The final unseen cost I will note is a result of the barrier to entry to many industries presented by infosec regulations. As stated in the study linked above these regulations are very costly for small organizations to implement. Whereas in the absence of regulation a smaller organization might choose to accept or insure against some risk the regulation forces them to implement some expensive technical and process controls. These costs might very well be the margin which makes these new start up companies and innovative products unprofitable to produce. When referencing the previous points an entrepreneur with a security tool or product might also be deterred from entering the market if the tool could not be sold as a requirement for compliance with a particular regulation. In these ways there is a logical impact on innovation in the IT security and all other industries subject to regulation and thus a major unseen cost to security regulation.

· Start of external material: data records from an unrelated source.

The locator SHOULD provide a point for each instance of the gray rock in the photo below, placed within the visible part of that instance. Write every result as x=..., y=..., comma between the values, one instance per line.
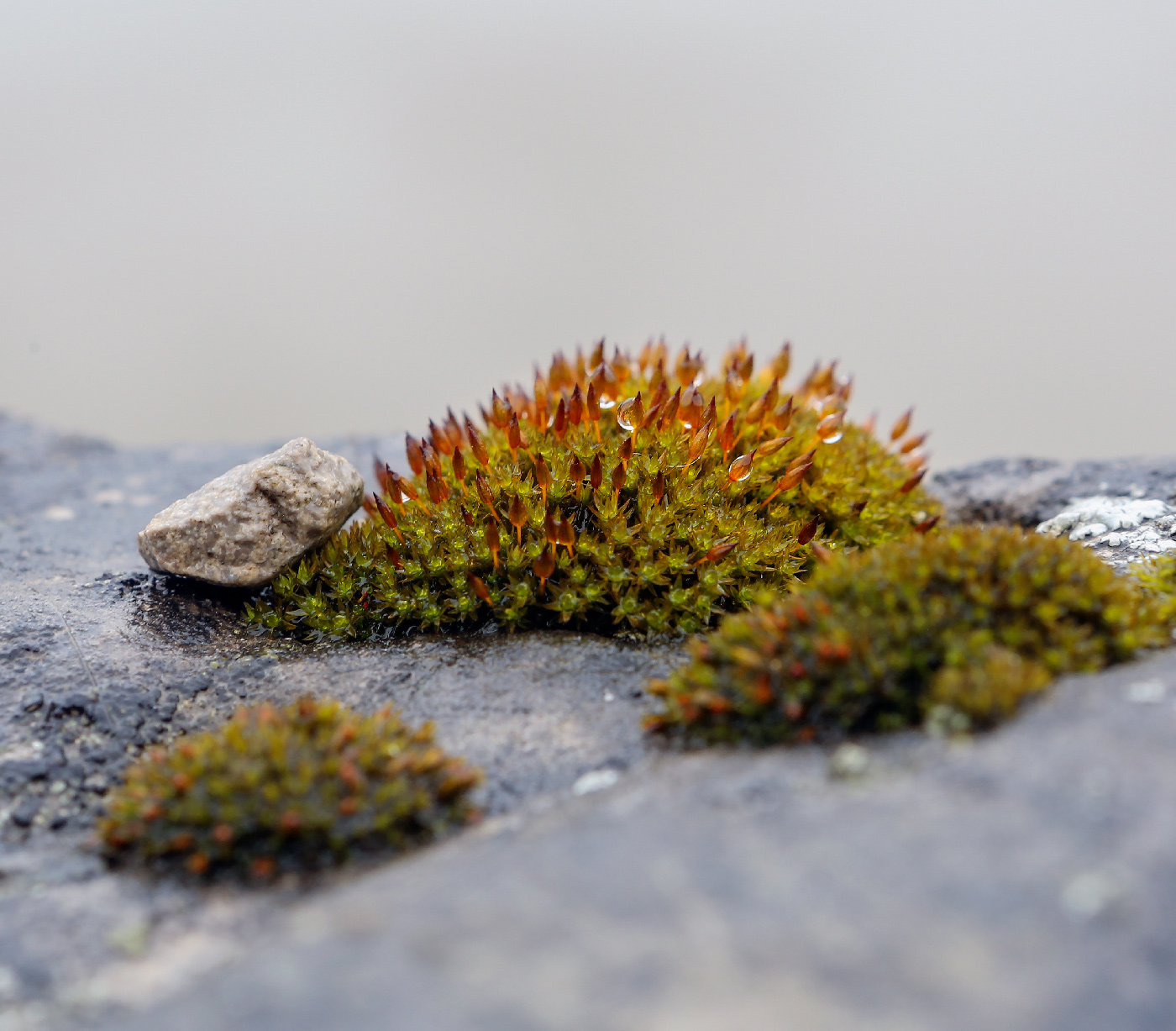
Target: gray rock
x=244, y=528
x=1028, y=491
x=1022, y=881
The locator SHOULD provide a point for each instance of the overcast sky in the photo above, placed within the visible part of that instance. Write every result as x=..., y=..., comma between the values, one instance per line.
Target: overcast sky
x=246, y=222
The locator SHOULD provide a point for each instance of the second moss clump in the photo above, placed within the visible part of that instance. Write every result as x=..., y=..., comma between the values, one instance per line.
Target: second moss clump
x=287, y=789
x=621, y=493
x=961, y=625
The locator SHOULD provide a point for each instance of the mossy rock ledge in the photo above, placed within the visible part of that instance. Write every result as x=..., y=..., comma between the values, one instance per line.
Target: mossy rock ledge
x=1016, y=880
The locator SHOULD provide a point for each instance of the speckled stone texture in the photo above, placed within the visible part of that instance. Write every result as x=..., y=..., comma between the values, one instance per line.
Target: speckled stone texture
x=1023, y=880
x=241, y=529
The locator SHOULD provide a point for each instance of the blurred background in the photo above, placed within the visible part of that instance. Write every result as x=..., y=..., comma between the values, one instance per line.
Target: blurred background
x=252, y=220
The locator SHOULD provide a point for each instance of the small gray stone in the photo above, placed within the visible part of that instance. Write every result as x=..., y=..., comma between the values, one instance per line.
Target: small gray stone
x=244, y=526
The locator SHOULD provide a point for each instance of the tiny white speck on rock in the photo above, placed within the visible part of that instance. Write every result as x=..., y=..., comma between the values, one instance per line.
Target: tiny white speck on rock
x=848, y=760
x=1147, y=692
x=596, y=781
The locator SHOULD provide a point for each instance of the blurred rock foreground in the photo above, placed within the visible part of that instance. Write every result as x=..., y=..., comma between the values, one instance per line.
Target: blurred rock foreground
x=1023, y=880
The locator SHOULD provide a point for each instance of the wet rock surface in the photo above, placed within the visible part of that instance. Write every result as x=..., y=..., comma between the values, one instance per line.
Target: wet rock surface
x=1019, y=881
x=243, y=528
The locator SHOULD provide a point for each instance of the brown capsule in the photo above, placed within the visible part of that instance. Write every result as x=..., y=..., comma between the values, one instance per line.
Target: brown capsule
x=808, y=531
x=386, y=514
x=543, y=476
x=576, y=472
x=784, y=414
x=514, y=435
x=486, y=493
x=415, y=455
x=478, y=585
x=441, y=441
x=770, y=447
x=687, y=369
x=699, y=441
x=591, y=404
x=914, y=481
x=517, y=514
x=543, y=567
x=397, y=484
x=902, y=425
x=670, y=411
x=719, y=552
x=741, y=469
x=915, y=441
x=727, y=435
x=567, y=534
x=381, y=473
x=476, y=445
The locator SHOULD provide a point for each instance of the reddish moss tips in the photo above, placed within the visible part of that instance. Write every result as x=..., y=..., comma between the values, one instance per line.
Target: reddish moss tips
x=632, y=493
x=287, y=789
x=956, y=628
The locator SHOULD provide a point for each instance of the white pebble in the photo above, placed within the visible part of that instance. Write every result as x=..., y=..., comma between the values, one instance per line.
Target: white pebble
x=596, y=781
x=1147, y=692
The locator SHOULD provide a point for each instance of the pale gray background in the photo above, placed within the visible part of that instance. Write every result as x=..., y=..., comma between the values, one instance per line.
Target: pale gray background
x=246, y=220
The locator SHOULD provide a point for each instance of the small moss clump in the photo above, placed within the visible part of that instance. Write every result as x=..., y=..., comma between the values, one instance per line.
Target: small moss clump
x=631, y=493
x=958, y=626
x=1158, y=577
x=287, y=789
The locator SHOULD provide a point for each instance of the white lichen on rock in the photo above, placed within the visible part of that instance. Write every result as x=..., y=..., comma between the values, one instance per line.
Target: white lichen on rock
x=244, y=526
x=1129, y=526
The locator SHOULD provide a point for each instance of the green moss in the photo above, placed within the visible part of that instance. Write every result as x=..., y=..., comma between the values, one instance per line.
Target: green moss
x=297, y=787
x=964, y=624
x=619, y=494
x=1158, y=577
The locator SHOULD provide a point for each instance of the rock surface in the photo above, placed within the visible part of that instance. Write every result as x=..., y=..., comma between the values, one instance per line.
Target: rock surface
x=1020, y=881
x=241, y=529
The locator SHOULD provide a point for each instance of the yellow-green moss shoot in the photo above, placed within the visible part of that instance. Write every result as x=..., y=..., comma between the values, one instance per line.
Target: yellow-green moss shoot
x=287, y=789
x=623, y=493
x=960, y=625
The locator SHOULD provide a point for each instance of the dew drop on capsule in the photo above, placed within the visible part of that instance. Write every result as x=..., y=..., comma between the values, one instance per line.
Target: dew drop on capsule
x=829, y=429
x=741, y=469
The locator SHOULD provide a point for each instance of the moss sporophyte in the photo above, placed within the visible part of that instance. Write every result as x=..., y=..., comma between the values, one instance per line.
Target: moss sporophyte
x=956, y=628
x=287, y=789
x=634, y=494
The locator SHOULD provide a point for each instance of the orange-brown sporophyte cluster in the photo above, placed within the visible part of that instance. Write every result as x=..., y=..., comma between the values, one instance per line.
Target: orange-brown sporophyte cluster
x=638, y=493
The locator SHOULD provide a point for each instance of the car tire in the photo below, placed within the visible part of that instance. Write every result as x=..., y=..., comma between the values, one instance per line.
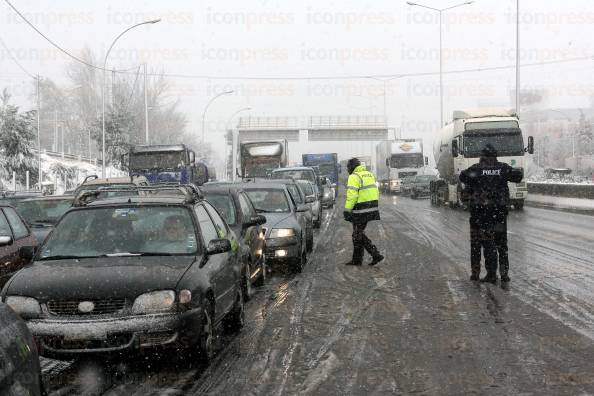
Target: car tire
x=247, y=284
x=207, y=335
x=309, y=243
x=235, y=319
x=300, y=262
x=262, y=278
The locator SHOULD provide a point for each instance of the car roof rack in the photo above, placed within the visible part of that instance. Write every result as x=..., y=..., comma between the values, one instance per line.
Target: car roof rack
x=189, y=192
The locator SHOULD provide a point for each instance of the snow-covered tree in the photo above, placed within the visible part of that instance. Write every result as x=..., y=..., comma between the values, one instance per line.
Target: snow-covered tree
x=17, y=140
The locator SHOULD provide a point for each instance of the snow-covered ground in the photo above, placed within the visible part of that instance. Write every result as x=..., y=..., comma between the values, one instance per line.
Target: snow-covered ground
x=579, y=204
x=81, y=169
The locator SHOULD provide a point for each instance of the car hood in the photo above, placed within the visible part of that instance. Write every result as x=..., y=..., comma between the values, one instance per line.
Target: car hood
x=96, y=278
x=278, y=220
x=40, y=232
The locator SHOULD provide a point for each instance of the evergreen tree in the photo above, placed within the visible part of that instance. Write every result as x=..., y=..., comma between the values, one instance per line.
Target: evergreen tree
x=17, y=136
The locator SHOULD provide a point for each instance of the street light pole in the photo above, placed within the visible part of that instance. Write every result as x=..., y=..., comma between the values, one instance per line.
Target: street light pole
x=103, y=159
x=234, y=142
x=440, y=11
x=206, y=108
x=518, y=57
x=146, y=136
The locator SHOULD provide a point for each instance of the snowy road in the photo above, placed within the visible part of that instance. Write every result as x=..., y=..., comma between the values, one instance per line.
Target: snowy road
x=414, y=324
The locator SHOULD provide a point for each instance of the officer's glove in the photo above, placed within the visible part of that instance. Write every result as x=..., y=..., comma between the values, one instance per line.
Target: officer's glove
x=348, y=215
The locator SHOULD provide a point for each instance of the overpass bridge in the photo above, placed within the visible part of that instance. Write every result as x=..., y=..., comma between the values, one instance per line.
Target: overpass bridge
x=345, y=135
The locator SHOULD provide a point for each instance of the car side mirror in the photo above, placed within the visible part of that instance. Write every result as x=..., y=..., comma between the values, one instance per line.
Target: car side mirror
x=254, y=221
x=218, y=246
x=530, y=148
x=454, y=148
x=5, y=240
x=27, y=252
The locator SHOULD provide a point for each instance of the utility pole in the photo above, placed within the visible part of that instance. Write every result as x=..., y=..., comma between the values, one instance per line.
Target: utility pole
x=146, y=137
x=55, y=143
x=518, y=58
x=39, y=132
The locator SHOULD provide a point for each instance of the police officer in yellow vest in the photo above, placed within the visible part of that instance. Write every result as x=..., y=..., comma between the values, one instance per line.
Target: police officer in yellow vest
x=361, y=207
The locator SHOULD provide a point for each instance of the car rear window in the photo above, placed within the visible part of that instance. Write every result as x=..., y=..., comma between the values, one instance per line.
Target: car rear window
x=225, y=206
x=269, y=200
x=149, y=230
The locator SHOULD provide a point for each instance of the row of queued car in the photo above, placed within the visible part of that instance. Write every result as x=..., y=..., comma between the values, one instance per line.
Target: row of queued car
x=122, y=265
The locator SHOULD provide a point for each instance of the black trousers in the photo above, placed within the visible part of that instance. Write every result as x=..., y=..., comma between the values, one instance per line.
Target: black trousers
x=361, y=243
x=501, y=244
x=483, y=239
x=491, y=238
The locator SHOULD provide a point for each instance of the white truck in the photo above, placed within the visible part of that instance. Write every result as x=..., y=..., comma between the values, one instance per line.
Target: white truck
x=459, y=146
x=397, y=159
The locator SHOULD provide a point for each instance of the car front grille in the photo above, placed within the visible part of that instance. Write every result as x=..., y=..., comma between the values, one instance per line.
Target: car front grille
x=101, y=307
x=61, y=343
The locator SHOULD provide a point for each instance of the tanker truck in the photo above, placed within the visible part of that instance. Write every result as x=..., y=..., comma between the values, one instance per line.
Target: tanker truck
x=397, y=159
x=459, y=146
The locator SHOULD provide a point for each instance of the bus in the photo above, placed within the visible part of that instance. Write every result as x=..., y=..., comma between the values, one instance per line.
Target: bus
x=326, y=163
x=174, y=163
x=258, y=159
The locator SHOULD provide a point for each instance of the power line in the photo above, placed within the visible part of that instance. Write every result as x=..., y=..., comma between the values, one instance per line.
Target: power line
x=15, y=59
x=295, y=78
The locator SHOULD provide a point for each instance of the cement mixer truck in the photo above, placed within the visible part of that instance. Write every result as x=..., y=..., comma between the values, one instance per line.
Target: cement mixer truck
x=459, y=146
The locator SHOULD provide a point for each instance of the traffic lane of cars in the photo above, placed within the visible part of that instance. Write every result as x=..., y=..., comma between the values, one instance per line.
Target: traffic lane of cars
x=95, y=295
x=167, y=372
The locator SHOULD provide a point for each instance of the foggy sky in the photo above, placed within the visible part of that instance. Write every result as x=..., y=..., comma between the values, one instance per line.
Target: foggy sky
x=315, y=38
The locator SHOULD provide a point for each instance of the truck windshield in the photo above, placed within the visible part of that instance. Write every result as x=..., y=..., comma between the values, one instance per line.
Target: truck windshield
x=406, y=160
x=507, y=143
x=299, y=174
x=157, y=160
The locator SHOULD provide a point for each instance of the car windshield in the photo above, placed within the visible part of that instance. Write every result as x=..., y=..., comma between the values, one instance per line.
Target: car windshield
x=307, y=188
x=269, y=200
x=113, y=231
x=157, y=160
x=224, y=204
x=43, y=211
x=299, y=174
x=424, y=179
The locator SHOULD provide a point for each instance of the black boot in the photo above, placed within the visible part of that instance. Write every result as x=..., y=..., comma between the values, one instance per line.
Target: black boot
x=490, y=278
x=376, y=259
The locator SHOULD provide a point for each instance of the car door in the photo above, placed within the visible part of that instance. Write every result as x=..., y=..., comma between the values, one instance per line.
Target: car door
x=22, y=236
x=230, y=273
x=251, y=235
x=7, y=252
x=216, y=264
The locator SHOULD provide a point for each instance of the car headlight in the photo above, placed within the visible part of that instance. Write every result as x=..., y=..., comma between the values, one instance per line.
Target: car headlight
x=24, y=306
x=154, y=302
x=282, y=232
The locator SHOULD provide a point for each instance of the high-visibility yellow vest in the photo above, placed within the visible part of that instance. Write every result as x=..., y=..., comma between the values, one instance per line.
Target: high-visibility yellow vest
x=362, y=195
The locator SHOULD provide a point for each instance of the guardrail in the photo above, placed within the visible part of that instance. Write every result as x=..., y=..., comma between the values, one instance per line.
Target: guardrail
x=585, y=191
x=76, y=157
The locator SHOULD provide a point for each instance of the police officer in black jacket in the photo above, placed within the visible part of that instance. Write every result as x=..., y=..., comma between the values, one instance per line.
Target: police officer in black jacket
x=487, y=193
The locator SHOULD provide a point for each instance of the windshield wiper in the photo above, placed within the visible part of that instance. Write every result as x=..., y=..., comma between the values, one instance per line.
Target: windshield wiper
x=152, y=254
x=63, y=257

Due to the costs of data breaches and business impact of security incidents those businesses that made poor choices in hiring, projects, and security in general would be punished severely even in the absence of any IT security regulation. The costs due to disrupted operations, IP theft, reputation damage, direct financial theft or fraud need to be measured by business leaders and technologists and appropriate controls must be put in place. Failure to do so should mean failure of the business. The creation of broad, general regulatory frameworks and ineffective auditing for compliance of IT security technology, people, and process diverts resources from addressing actual risks to the business and presents a false sense of security in the literal sense for those decision makers with the actual responsibility to ensure security for their business, customers, partners, investors, and everyone else with a stake in the success of the organization.